They both jolted when a black truck drove toward them just where the one-lane road became two near the foot of the mountain. It was fracking rig workers heading up, two in the cab and four in the truck bed. They tossed beer cans out into the bushes as they roared past. Some folks around here were afraid these people would hurt the natural environment, corrupt the rural way of life. But even before the fracking hit here, Char knew some locals resented the so-called rich folk who built luxury getaway homes or weekend places at Lake Azure. As the face man for that ritzy area, Matt Rowan could have a lot of enemies, and black pickup trucks were thick as thieves around here.

“The guys in the back of that truck are wearing black stocking caps,” Matt said, craning around to look back at them. “I’m pretty sure my attacker wore a ski mask, but it could have been almost anyone who nearly sent me over the edge. And I’m going to find out who and why if it’s the last thing I do.”

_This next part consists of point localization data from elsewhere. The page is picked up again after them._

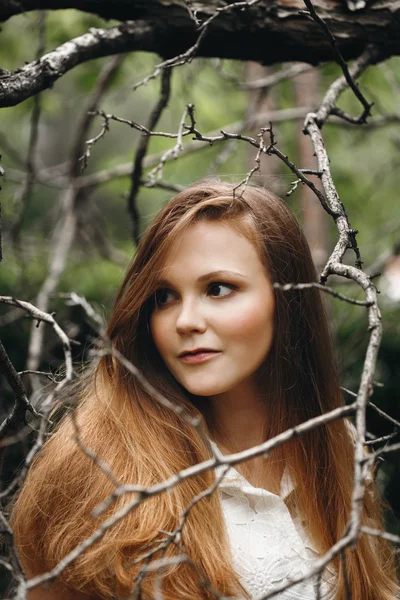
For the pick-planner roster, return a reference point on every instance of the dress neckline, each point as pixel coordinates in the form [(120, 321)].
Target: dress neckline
[(234, 479)]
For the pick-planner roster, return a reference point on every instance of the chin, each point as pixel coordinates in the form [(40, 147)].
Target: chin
[(205, 390)]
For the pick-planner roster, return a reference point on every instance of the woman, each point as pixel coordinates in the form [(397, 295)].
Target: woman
[(198, 315)]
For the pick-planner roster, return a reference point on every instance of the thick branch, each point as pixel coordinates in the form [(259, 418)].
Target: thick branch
[(269, 32)]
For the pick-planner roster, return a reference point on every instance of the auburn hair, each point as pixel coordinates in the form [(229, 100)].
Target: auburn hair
[(144, 443)]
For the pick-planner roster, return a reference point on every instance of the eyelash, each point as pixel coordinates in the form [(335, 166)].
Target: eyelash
[(158, 293)]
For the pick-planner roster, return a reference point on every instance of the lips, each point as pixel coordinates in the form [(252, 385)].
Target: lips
[(196, 351), (198, 356)]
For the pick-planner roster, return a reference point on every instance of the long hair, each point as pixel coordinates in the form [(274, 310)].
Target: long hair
[(144, 443)]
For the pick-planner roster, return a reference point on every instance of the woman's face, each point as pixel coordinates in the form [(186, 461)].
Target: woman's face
[(216, 295)]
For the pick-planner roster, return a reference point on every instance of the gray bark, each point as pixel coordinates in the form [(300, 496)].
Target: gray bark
[(269, 32)]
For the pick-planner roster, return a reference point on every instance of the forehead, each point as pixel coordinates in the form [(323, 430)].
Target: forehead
[(210, 246)]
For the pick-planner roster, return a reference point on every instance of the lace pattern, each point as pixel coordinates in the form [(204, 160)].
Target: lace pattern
[(269, 547)]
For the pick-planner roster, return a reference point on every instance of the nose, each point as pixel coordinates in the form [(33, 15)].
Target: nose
[(190, 318)]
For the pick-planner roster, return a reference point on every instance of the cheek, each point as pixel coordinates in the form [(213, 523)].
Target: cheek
[(252, 324), (159, 333)]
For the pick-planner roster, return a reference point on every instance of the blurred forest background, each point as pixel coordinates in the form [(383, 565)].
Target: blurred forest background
[(365, 162)]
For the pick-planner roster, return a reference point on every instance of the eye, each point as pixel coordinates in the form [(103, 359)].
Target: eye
[(214, 289)]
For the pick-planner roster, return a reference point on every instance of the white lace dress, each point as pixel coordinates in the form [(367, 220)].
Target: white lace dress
[(269, 547)]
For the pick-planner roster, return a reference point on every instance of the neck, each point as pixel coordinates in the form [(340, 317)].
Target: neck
[(237, 421), (237, 418)]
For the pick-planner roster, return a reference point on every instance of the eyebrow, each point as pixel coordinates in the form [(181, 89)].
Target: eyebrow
[(207, 276)]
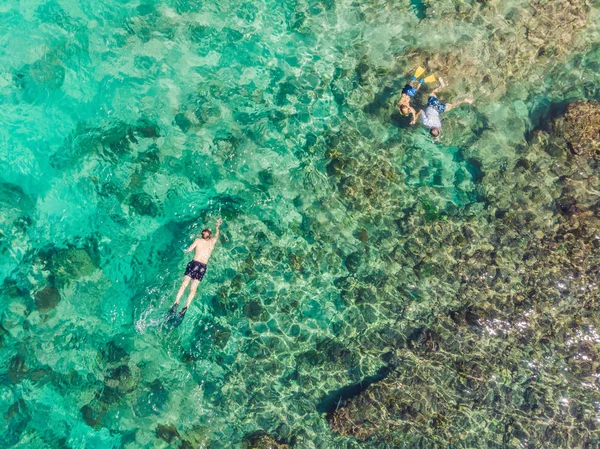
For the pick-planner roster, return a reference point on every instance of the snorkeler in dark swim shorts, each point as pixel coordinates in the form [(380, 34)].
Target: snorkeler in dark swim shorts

Char wished he hadn’t put it that way. Back on curves and hilly roads instead of hairpin turns on peaks, she drove them toward town.

* * *

“Again, I can’t thank you enough,” Matt told her as he got out of her truck and hurried around to open her door in the small parking lot next to the sheriff’s office on Main Street in Cold Creek.

He was feeling worse—a sudden limp caused by a leg cramp, sore muscles all over, maybe from holding himself so tense as well as his leap for life. He was also mad as hell, but he was trying to control his fury around this woman, not take things out on her.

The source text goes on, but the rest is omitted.